Rachel Rachel is a fine character study and a great vehicle for Joanne Woodward. And having it filmed in and around Paul and Joanne's Connecticut home must have been a blessing for both of them.
mesi
23/05/2023 04:35
Paul Newman directed his wife Joanne Woodward in this adaptation of Margaret Laurence's book "A Jest of God", and does a pretty good job envisioning the plight of a small town spinster schoolteacher who is aching to break free from a life with no prospects. Newman's inherent good taste (the pastoral town, the neighborly feel) works against the need to show this woman's personal suffocation, and though we can see that romance might bring her happiness, the film is unsatisfactory in tying up this loose end in Rachel's life. Some keenly-shot flights-of-fancy are well-realized by Newman and his editor, although several sequences (such as a church meeting and Woodward's roll in the blankets with James Olson) are allowed to run on too long. Woodward is excellent, as is Estelle Parsons in a memorable turn as Rachel's friend (who is suffering herself, for far different reasons). **1/2 from ****
maaroufi_official1
23/05/2023 04:35
This is only the third time I've seen this film (2006), having first seen it when it came out in 1968 and again in 1975. At each of those times the movie reflected stages of transition in my own life, and that is what makes it so riveting, scarily so, even today almost 40 years after I first saw it.
This movie, like Midnight Cowboy and others, effectively demonstrates how small-town repression and childhood experiences invariably seep into our adult lives and influence them in ways not always recognizable or to our benefit. Here is a repressed girl in a repressive small town (often New England is a symbol of suffocating, inbred, isolated, deep-level collective cultural phantoms.) doing her best to essentially stay that way, despite the well-intentioned but misdirected efforts of Calla (did Estelle Parsons play the cantankerous sister in "I Never Sang for my Father"?). That church scene would make me feel downright creepy in I were conned into attending it. The flashbacks to childhood, especially the dying boy and her own experience in the basket in the mortuary prep room, are chillingly effective in conveying the grip her youth's experiences still have on her.
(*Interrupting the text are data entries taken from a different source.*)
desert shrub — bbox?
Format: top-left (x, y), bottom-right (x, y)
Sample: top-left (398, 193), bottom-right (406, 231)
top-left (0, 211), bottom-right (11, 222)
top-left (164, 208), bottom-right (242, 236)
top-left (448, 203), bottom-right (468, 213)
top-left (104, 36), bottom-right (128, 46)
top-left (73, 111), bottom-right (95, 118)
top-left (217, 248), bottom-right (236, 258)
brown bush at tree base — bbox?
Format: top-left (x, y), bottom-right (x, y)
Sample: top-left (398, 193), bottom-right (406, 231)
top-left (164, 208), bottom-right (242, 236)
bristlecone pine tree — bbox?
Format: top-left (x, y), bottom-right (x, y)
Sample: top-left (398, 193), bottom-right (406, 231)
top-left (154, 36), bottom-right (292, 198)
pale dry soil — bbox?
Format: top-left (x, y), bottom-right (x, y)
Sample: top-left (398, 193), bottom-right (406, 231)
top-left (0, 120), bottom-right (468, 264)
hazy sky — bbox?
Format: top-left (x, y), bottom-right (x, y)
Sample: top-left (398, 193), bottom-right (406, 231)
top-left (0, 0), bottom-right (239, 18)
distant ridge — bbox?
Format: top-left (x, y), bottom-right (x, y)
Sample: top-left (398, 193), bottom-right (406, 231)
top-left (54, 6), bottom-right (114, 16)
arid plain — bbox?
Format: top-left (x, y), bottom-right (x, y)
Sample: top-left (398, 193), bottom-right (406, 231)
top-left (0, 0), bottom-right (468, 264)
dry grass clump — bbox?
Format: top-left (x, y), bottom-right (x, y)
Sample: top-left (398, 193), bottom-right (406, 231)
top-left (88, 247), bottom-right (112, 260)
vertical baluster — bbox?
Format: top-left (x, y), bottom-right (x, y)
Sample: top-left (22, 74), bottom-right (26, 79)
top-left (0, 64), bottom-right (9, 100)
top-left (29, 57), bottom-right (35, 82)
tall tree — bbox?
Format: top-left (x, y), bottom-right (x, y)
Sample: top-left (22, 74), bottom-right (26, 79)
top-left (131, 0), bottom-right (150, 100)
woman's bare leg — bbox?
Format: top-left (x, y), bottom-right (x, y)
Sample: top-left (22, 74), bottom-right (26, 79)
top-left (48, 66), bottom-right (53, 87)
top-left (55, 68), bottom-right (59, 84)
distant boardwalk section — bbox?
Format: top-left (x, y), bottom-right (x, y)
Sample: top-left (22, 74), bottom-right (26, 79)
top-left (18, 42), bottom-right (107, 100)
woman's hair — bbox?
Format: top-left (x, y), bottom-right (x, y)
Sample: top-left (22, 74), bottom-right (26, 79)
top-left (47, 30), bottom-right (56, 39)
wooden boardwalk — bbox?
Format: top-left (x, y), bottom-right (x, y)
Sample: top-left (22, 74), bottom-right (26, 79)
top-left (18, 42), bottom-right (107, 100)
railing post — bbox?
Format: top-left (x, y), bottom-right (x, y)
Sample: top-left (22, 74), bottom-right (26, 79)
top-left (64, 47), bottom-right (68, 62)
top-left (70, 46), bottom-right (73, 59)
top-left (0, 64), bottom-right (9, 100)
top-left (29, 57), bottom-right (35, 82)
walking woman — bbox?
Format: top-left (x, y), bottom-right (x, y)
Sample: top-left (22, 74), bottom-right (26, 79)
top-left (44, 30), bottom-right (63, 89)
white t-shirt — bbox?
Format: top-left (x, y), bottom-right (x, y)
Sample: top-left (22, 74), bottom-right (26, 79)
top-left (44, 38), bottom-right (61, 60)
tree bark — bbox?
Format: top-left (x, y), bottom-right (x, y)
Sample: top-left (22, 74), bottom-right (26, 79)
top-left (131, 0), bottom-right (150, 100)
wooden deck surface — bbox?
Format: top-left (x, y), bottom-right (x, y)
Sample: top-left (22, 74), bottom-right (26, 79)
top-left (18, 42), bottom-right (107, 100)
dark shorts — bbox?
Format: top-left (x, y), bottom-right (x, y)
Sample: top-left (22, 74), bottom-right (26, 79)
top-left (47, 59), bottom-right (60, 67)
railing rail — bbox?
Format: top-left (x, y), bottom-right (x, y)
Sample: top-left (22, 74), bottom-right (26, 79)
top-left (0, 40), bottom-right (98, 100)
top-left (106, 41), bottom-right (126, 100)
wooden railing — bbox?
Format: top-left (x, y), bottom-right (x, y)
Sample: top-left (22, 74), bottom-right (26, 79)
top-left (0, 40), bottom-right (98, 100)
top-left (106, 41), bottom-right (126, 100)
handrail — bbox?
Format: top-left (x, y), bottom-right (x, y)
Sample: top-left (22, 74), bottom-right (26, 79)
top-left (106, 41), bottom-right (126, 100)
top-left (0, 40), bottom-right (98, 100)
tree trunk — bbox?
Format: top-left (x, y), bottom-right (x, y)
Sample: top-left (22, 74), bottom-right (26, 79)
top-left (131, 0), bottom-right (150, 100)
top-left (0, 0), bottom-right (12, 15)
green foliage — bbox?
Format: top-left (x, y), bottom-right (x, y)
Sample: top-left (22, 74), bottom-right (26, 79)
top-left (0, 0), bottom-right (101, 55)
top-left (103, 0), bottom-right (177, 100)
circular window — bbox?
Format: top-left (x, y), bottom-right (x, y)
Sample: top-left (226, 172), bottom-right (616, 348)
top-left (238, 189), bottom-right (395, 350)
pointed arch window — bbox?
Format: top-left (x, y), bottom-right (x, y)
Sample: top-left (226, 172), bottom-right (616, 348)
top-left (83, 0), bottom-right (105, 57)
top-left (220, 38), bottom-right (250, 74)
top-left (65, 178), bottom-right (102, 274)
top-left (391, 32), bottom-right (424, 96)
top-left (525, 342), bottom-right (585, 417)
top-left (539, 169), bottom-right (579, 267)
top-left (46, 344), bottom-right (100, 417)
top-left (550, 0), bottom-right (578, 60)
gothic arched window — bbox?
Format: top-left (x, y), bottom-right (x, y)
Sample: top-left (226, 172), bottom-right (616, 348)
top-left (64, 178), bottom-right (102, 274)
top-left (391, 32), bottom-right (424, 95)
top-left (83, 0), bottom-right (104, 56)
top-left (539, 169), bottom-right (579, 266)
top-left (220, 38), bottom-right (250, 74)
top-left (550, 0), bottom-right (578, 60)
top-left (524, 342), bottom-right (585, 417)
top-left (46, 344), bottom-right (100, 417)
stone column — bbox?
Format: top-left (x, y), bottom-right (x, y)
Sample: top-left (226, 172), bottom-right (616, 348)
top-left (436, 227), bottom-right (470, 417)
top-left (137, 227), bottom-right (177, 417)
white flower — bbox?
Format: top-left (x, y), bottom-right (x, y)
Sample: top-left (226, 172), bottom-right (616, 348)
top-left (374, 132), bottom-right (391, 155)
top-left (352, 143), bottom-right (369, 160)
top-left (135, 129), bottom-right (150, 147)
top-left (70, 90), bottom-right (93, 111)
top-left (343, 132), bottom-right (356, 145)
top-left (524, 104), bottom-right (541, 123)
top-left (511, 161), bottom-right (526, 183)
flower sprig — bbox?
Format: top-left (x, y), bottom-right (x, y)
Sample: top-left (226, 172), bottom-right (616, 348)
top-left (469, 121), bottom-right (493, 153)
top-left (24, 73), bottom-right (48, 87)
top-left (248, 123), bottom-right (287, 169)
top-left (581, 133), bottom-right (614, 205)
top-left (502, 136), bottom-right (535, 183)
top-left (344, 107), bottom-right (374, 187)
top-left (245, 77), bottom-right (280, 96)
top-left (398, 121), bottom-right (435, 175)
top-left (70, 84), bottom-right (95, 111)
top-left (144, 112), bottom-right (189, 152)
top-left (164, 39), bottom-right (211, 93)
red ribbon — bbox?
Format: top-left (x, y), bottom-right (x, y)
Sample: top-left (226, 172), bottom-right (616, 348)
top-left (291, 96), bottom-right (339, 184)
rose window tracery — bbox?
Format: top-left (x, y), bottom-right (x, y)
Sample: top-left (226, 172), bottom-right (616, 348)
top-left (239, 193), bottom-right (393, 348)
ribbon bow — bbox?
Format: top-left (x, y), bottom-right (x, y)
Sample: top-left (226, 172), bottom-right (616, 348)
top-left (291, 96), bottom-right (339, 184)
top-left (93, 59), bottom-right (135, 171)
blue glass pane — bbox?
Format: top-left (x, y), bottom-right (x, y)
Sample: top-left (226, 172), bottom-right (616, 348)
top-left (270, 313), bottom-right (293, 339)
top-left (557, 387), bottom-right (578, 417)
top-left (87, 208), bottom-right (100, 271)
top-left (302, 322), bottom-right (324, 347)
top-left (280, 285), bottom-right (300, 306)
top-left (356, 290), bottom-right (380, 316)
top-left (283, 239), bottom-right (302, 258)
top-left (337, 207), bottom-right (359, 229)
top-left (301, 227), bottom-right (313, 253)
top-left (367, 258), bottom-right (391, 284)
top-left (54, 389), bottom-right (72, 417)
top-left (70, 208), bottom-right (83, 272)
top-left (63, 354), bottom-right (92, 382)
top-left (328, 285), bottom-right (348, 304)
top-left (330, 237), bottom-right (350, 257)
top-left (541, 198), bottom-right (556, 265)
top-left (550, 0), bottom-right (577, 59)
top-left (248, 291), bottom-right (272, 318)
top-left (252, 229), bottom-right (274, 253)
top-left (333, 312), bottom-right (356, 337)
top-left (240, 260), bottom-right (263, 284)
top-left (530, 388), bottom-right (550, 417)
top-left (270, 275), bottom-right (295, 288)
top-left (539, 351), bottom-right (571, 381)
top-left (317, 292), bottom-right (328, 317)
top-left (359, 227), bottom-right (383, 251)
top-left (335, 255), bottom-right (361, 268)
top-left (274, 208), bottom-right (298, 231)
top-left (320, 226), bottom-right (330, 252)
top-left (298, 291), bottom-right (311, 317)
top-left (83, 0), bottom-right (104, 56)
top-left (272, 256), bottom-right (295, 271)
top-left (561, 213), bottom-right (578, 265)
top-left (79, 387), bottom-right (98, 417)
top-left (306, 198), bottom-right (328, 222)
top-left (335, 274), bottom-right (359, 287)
As for the picture the man shows Woodward, I thought it was his dead twin brother, or it could have been his son. But the phone call she later made indicated he had no family, so it's anyone's guess as who's picture it is. I still think it's the brother. And that may bring Rachel dangerously close to the hold that her childhood could still have on her.
Finally, Rachel's decision to go to Oregon (a symbol of liberation from past miasmas, a "coming into one's own light a la the free-standing Kouros, a Jungian "individuation") makes this film very satisfying to watch. We're still left wondering--how much of her baggage does she take with her? But I left thinking that she was free enough to decide that consciously and independently.
user7980524970050
23/05/2023 04:35
This film is one my all time favorites. It's a strong story about a school teacher who lives with her cranky, dominating mother and who hasn't had (or used!) the chance to take responsibility for her own life. Rachel is a woman of many fears; fears that may seem insignificant and vain from an outsiders point of view but that are everything to her, that actually define the framework for her life. In a little town of conservative values it is hard to take a turn and find the courage to become something you weren't before. Joanne Woodward gives a masterful performance and is the heart and soul of this film. She does the most incredible things with just her eyes and her face, and her voice. She makes Rachel so real it hurts to watch. That's acting. Estelle Parsons as Calla is fantastic, too. This is a beautiful, sensitive movie, highly underrated and way too unknown to most people. For me, it's a classic. Go find it and see it!